Sean, I guess you could say fighting the wood, or making them come over begrudgingly. The thing is, I'm a paranoid person with much back leaning heavy trees. I don't enjoy it until I see them leaning in the right direction. Seeing that and all is well in the beautiful world.
 
Straight back leaning is cake, imo. Back lean with side lean can be a bit scary
 
They better be good with how much they rob you for the special solid core cable. They give you extra sheer pins with the device, so I guess people do break them.
 
Little tree like that is well within capacity of the pull rope. Big stuff, I do more like you say Jay. Saw a bit, wedge a bit pull a bit. I like keeping weight on everything sorta equal. Also I feel the change in the pull and the wedge driving and know if I'm winning or losing. Also on a big tree if you saw it up all the way its easy to depend too much on a rope and not really have it backed up tight with wedges in a shtf scenario.
 
They better be good with how much they rob you for the special solid core cable. They give you extra sheer pins with the device, so I guess people do break them.

I've broken one on a big Tirfor, maybe 8 ton or 8K capacity, moving boulders. Beast of a machine to have to take back-country for trail work.

We ripped a healthy 12" tree out of the trail tread like nothing. Slow, and powerful.


You can't take a truck a lot of places. When you can pull a switch instead of manually powering a lever, call it a win.
 
I'd be curious how wood fibers at a hinge respond to a slow gradual pull compared to a fast jerk. Is one way going to allow the fibers to bend more before they break?
 
You have momentum, coupled with fast deformation. It's the speed and momentum part of the tree, in my mind, not the deformation rate. If it was just to tip the tree a little, then ask it to hold for years, then slow deformation would probably be better, but it's just a matter of hinging until falling for our needs.

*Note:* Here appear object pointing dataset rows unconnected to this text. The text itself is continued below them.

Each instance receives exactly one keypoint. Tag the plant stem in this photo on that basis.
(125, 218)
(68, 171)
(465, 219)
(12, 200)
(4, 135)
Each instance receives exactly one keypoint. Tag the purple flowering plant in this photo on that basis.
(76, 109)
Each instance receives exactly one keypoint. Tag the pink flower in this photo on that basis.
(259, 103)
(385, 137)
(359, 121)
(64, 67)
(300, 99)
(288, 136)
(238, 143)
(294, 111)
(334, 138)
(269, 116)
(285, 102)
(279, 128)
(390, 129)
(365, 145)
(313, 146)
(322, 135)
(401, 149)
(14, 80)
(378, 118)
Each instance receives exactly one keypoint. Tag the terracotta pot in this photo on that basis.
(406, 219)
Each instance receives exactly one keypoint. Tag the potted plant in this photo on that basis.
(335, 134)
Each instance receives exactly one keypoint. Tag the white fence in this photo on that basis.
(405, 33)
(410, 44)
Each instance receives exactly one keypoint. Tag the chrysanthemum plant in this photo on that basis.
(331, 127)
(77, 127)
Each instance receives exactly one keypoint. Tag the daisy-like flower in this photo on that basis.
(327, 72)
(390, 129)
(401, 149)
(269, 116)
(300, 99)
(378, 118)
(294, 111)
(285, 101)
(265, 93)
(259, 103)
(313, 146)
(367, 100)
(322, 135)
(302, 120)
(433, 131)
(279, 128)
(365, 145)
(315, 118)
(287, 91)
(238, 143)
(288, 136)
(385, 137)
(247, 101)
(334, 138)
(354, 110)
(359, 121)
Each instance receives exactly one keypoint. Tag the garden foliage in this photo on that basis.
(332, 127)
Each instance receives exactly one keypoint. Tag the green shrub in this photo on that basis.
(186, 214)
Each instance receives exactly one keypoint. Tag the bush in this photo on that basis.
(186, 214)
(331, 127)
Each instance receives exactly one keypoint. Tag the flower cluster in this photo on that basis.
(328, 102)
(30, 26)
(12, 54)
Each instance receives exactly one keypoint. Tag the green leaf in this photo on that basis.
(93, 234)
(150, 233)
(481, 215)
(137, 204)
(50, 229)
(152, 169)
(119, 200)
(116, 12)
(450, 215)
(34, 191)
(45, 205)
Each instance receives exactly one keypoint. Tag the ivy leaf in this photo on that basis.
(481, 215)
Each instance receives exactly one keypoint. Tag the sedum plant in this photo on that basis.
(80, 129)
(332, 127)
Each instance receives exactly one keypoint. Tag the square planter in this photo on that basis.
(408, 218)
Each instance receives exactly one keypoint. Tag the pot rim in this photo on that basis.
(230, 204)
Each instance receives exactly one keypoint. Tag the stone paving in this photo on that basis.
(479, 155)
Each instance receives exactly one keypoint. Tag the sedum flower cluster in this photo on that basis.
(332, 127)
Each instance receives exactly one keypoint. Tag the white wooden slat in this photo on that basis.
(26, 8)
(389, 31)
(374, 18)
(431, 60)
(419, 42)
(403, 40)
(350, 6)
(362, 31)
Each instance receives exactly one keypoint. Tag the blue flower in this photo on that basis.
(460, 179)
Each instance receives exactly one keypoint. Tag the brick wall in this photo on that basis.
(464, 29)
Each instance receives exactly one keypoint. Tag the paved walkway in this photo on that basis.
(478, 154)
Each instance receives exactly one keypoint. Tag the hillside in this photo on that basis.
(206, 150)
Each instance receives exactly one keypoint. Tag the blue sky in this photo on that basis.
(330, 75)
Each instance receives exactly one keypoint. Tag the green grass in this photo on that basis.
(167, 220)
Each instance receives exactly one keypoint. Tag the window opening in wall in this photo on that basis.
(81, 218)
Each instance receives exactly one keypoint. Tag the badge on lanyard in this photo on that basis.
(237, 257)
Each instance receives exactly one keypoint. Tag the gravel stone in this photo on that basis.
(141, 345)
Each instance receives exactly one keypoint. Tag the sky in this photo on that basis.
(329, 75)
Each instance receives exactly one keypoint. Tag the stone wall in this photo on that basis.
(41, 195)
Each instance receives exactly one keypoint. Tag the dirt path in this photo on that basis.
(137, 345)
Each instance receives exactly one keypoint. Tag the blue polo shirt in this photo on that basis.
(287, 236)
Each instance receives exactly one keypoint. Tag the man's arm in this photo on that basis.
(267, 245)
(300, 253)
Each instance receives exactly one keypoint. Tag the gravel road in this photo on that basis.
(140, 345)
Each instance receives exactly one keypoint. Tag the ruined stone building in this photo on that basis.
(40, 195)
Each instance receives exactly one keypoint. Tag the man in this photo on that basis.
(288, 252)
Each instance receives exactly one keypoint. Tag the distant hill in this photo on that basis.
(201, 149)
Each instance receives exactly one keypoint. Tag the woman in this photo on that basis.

Many ways, variables, and situations. If it gets them safely and predictably on the ground, call it a win.
 
If any parallels can be drawn from bending wood made supple by steaming, a slow even consistent pull around your form seems to give better results from cracking, than doing it by way of a quick jerky motion. Asking the fibers to stretch not tear..... Bending wood that is too dry, the degree of failure is much greater any way you do it.